Retrievers#

1. Concept#

The Retrievers module is essentially a search engine. It’s designed to help you find specific pieces of information by searching through large volumes of text. Imagine you have a huge library of books and you want to find where certain topics or keywords are mentioned, this module is like a librarian that helps you do just that.

2. Types#

2.1. Vector Retriever#

Vector Retriever typically refers to a method or system used in information retrieval and machine learning that utilizes vector representations of data. This approach is based on converting data, like text, images, or other forms of information, into numerical vectors in a high-dimensional space.

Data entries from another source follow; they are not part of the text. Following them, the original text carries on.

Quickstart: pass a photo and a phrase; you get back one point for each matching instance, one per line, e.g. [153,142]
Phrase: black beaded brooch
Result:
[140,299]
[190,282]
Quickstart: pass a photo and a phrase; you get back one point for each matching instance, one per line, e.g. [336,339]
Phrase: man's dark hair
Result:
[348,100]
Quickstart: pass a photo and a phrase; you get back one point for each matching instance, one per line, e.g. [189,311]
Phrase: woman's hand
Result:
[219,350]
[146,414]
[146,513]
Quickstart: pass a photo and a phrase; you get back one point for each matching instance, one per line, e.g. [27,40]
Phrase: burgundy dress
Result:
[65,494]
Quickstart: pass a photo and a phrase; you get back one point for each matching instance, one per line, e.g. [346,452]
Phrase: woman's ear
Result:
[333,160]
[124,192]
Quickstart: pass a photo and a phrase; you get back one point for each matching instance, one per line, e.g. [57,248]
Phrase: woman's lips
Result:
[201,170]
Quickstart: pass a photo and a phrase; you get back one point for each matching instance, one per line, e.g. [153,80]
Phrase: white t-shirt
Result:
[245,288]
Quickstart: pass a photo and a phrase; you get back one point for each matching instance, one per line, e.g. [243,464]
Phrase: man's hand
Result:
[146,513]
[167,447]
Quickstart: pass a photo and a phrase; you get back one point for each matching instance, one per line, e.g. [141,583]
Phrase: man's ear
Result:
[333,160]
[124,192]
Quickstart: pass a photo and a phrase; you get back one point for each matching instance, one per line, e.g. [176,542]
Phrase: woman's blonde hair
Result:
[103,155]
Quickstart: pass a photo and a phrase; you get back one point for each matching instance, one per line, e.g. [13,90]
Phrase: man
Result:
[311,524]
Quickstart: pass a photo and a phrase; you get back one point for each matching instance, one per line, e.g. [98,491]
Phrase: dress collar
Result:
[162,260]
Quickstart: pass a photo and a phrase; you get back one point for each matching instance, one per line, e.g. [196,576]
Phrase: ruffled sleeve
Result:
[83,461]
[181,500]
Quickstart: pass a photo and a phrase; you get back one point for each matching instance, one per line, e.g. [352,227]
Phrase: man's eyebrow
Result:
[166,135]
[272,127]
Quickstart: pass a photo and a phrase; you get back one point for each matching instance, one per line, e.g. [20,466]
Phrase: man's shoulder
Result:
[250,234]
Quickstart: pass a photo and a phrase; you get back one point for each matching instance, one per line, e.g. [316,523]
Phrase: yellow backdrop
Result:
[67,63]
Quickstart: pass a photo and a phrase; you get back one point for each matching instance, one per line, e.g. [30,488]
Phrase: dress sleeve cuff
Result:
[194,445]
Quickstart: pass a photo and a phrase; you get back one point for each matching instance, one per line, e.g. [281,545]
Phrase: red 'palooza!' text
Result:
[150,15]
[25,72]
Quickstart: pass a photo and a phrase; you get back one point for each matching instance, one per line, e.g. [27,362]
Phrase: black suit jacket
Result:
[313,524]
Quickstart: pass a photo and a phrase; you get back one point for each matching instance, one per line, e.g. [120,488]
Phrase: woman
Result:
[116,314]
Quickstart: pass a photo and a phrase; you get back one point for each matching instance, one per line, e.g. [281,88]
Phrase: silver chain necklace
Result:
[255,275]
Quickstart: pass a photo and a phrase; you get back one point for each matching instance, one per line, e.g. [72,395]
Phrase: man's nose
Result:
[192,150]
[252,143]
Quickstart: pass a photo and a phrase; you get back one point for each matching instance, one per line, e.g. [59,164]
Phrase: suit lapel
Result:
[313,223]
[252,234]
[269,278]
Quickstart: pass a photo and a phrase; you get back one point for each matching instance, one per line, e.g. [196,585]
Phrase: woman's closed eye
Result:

Here’s a brief overview of how it works:

  • Embedding Model: First, it uses an embedding model. This model turns text into a mathematical form (vectors).

  • Storing Information: The module takes large documents, breaks them down into smaller chunks, and then uses the embedding model to turn these chunks into vectors. These vectors are stored in a vector storage.

  • Retrieving Information: When we ask a question or make a query, the embedding model translates our question into vector and then searches in this vector storage for the closest matching vector. The closest matches are likely the most relevant pieces of information we are looking for.

2.2. Keyword Retriever#

The Keyword Retriever is designed to retrieve relevant information based on keyword matching. Unlike the Vector Retriever that works with vector representations of data, the Keyword Retriever operates by identifying keywords or specific terms within documents and queries to find matches.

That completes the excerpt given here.